Recalling that the make_dataset() function splits a dataframe into batches of 32 slices per batch, we can use the len() function to find out how many batches the training data have been split into.

PYTHON

print("Length of training data:", len(train_df))
print("Number of batches in train time-series dataset:", len(ts_w1.train))
print("Number of batches times batch size (32):", len(ts_w1.train)*32)

OUTPUT

Length of training data: 18396
Number of batches in train time-series dataset: 575
Number of batches times batch size (32): 18400

The output above suggests that our training data was split into 574 batches of 32 slices each, with a final batch of 4 slices. We can check this by getting the shapes of the inputs and labels of the first and last batch.

PYTHON

for example_inputs, example_labels in ts_w1.train.take(1):
  print(f'Inputs shape (batch, time, features): {example_inputs.shape}')
  print(f'Labels shape (batch, time, features): {example_labels.shape}')

OUTPUT

Inputs shape (batch, time, features): (32, 24, 5)
Labels shape (batch, time, features): (32, 1, 1)

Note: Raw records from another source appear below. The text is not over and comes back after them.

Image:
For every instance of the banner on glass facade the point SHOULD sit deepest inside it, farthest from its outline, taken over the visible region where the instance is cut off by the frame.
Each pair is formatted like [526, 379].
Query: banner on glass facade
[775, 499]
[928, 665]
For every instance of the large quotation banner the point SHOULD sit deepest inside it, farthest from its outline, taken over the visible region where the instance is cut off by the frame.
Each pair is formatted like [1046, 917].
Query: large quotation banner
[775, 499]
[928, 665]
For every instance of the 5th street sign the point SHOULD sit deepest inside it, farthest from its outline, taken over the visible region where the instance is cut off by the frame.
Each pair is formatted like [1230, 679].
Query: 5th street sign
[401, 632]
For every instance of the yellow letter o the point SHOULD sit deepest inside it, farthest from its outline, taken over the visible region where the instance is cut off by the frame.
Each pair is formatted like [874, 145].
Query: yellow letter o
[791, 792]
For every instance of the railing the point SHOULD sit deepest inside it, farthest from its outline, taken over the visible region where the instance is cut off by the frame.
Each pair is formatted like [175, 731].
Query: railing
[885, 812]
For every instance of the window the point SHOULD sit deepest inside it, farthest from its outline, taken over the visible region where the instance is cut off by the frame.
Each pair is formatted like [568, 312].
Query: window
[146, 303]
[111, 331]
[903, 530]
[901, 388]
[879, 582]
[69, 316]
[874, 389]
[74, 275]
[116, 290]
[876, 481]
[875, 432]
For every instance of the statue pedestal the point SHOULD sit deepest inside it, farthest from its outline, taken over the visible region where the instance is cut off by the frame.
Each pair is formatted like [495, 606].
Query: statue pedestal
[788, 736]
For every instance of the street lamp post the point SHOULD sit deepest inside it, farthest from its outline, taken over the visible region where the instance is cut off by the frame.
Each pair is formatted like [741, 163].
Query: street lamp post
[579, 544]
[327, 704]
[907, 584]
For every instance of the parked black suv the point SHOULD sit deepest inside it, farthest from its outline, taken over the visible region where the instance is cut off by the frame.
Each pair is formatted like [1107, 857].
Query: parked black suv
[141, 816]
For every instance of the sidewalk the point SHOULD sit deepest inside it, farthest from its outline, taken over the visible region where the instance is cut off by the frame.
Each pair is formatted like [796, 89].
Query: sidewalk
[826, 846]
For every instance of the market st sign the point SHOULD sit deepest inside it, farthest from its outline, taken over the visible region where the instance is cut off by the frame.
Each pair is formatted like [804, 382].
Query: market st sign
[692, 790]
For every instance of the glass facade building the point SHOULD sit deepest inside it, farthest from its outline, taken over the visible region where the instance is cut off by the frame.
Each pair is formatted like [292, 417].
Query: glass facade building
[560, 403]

Note the code below prints out the shapes of all the batches. The output as provided is only that of the last two batches.

PYTHON

for example_inputs, example_labels in ts_w1.train.take(575):
  print(f'Inputs shape (batch, time, features): {example_inputs.shape}')
  print(f'Labels shape (batch, time, features): {example_labels.shape}')

OUTPUT

...
Inputs shape (batch, time, features): (32, 24, 5)
Labels shape (batch, time, features): (32, 1, 1)
Inputs shape (batch, time, features): (4, 24, 5)
Labels shape (batch, time, features): (4, 1, 1)

This section has been a lot of detail and code, and we haven’t run models yet but the effort will be worth it when we get to forecasting. Many powerful machine learning models are built into TensorFlow, but understanding how data windows and time-series datasets are parsed is key to understanding how later parts of a machine learning pipeline work. Coming up next - single step forecasts using the data windows and datasets defined here!

Key Points

  • Data windows enable single and multi-step time-series forecasting.